It’s hard to know how to take the fact that in four years of random drug tests, the Commerce School System has had but one student test positive for illegal drugs.
It’s not that anyone should expect a lot of drug activity in the middle and high schools, but with about 100 random tests conducted in a year, only one positive result over four years seems a little optimistic. We like to think and are inclined to believe that drug use among students is lower in Commerce than at many other schools — but just one positive test? You know what they say: if it seems too good to be true, it’s too good to be true.
It may be time for officials to look more closely at the capabilities of the testing method being used. If a student smokes marijuana Thursday, and is tested at lunch Friday and gets a negative response when the swabs are analyzed, the tests are of little value to the school system and to parents.
The point of the tests is to increase awareness, not to punish offenders. The process calls for parental involvement and student counseling — not punishment or discipline — when drug use is indicated. But if the tests cannot adequately indicate drug use, they serve no purpose and may, in fact, give parents and administrators a very false sense of security.
Maybe Commerce kids just don’t use illegal drugs. Maybe the current test is ineffective. Either way, just one positive test for drugs in four years indicates that there’s little use in continuing the current drug testing procedure.

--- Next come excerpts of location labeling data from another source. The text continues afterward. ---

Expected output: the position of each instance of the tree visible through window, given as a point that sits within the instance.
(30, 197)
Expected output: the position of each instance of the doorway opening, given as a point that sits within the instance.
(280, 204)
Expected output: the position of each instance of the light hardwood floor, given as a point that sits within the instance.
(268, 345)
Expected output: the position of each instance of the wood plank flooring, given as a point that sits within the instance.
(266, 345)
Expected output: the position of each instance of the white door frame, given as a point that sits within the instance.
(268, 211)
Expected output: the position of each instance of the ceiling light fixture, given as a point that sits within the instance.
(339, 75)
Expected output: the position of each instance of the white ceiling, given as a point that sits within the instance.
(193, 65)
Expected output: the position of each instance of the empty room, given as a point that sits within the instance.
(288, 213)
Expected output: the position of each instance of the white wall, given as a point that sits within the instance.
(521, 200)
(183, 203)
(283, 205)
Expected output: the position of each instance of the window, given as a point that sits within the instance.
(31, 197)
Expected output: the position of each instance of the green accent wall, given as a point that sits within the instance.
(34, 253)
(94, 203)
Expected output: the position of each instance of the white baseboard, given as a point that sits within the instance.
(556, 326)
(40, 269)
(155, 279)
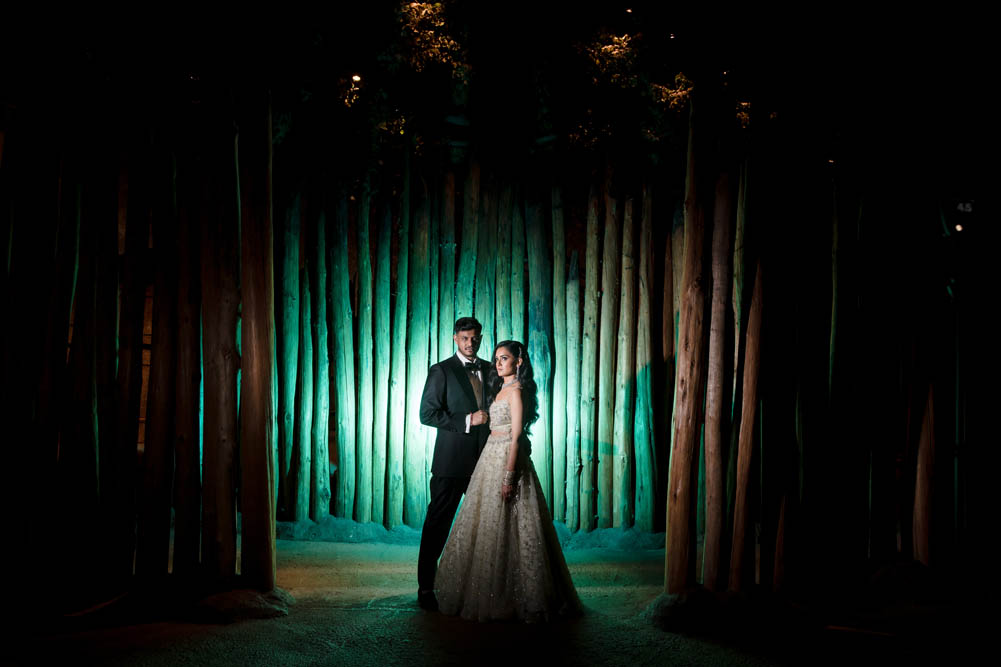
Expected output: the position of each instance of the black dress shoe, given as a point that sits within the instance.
(426, 600)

The reason for the tests is obvious. It gives the Commerce school system a chance to say we don't have a drug problem. I wish this were true, but we all know it is not. The most dangerous drug used by teenagers is alcohol. The test does not screen for that even though you have to be 21 to legally buy and posses alcohol. Even the best football players held back a year or two for the good of the team aren't that old. Hypocrisy is a vice that erases virtues.

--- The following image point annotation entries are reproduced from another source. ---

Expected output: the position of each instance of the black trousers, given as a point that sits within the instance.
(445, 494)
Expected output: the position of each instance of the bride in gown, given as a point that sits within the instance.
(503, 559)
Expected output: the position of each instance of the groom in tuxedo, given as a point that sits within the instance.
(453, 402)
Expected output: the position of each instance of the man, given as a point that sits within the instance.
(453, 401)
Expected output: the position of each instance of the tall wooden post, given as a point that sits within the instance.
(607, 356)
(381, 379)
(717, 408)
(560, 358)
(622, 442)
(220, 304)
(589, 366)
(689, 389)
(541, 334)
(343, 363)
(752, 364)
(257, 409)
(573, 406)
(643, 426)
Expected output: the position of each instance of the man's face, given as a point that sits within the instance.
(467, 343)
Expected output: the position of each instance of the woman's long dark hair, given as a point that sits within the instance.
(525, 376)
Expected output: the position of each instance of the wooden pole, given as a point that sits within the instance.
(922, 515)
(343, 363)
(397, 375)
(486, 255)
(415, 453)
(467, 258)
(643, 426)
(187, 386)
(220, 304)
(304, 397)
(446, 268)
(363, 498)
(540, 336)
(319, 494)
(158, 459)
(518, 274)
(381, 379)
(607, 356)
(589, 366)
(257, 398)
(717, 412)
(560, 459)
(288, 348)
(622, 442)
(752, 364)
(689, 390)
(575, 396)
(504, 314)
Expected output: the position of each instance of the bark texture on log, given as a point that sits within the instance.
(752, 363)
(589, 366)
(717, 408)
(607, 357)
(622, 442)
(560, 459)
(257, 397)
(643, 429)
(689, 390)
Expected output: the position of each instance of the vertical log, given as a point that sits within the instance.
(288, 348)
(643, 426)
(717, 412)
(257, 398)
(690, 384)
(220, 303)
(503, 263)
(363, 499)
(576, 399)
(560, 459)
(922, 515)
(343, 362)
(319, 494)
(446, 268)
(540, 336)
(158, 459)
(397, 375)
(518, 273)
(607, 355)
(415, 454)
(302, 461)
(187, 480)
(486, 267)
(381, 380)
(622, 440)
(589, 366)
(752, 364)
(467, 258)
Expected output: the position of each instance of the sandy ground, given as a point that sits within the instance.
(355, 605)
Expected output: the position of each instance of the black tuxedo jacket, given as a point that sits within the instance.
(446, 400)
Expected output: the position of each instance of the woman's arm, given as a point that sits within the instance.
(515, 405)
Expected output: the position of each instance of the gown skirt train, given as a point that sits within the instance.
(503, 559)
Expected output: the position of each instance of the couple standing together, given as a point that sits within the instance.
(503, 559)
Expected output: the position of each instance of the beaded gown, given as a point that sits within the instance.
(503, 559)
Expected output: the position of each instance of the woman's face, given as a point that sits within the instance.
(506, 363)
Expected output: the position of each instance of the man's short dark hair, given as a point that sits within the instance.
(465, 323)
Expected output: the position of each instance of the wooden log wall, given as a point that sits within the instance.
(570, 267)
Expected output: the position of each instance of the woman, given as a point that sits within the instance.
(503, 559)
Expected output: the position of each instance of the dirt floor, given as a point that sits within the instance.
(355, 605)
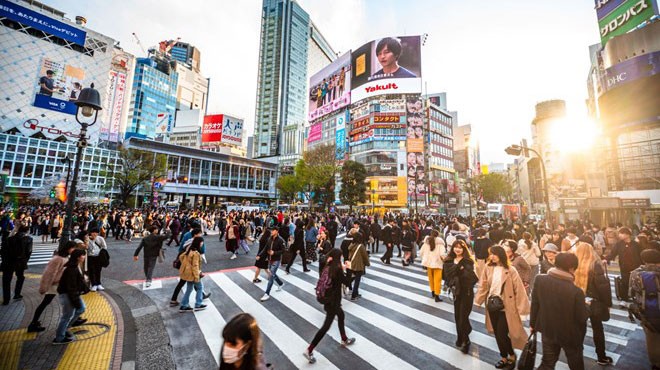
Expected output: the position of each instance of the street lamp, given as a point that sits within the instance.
(89, 104)
(515, 150)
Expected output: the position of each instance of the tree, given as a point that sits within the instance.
(135, 168)
(495, 187)
(353, 186)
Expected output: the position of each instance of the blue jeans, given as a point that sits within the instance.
(69, 315)
(273, 275)
(199, 295)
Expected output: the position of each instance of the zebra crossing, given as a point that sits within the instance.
(396, 323)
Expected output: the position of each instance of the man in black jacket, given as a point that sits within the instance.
(559, 312)
(152, 245)
(15, 254)
(274, 250)
(629, 253)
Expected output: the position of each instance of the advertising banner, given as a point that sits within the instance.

Well-steeped in drug testing
12/06/08 at 10:26 AM
If a student smokes marijuana one day and is tested the next, he will most likely show positive for use of thc. If this testing is to indicate an increased awareness of the potential for negative ramifications from drug use, the tests should be given to each student.

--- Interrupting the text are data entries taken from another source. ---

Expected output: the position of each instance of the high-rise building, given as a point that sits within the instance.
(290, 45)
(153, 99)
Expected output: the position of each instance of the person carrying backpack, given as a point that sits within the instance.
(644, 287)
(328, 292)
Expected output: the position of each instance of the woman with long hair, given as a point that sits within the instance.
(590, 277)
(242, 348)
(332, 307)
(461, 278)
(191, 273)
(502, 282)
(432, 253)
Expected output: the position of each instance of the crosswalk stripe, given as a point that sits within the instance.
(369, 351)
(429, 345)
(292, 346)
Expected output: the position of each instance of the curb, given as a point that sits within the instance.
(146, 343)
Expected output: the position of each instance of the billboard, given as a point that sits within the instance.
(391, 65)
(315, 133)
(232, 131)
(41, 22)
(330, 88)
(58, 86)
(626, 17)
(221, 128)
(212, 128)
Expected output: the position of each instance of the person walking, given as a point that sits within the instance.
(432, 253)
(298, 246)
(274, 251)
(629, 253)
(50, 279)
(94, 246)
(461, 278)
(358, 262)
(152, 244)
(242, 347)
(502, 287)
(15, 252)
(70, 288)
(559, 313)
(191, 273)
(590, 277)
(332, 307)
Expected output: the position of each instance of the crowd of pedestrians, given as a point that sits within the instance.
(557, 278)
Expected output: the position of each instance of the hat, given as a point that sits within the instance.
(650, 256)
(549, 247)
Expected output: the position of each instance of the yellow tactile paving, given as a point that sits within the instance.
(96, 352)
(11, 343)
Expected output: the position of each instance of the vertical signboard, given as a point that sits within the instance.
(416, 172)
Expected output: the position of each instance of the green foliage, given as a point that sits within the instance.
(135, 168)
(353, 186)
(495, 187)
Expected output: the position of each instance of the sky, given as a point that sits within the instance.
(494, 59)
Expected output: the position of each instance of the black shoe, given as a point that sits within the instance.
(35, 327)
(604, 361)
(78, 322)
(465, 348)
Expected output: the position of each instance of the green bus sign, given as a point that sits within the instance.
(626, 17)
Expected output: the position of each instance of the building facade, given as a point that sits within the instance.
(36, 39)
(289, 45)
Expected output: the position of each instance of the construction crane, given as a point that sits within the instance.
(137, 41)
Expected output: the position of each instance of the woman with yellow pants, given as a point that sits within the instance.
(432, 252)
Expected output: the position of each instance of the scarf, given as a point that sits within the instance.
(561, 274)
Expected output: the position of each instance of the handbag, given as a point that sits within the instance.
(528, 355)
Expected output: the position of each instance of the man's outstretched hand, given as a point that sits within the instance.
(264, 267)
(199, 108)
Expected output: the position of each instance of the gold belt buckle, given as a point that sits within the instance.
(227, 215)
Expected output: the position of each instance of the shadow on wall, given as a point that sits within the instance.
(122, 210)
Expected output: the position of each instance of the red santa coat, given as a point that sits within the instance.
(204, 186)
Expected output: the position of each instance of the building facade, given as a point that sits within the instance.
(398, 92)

Why not? If Commerce kids don't have a drug problem, what would be the harm in doing everything possible to prove it?
I question the accuracy of this swab method. What ever happened to the time-tested pee in a cup method? I'm sure there are plenty of people out there that would have opted for the swabs if given an option. Instead, the cup they produced told on them.
Tried Tested and True
12/08/08 at 03:54 PM
Sounds like the Commerce kids are pretty smart; they've learned how to beat the test. There is only one true way to have accurate results - a urine analysis, unannounced, with monitors. Try that once and see if there is a variation. Any other test is just a waste of time and money.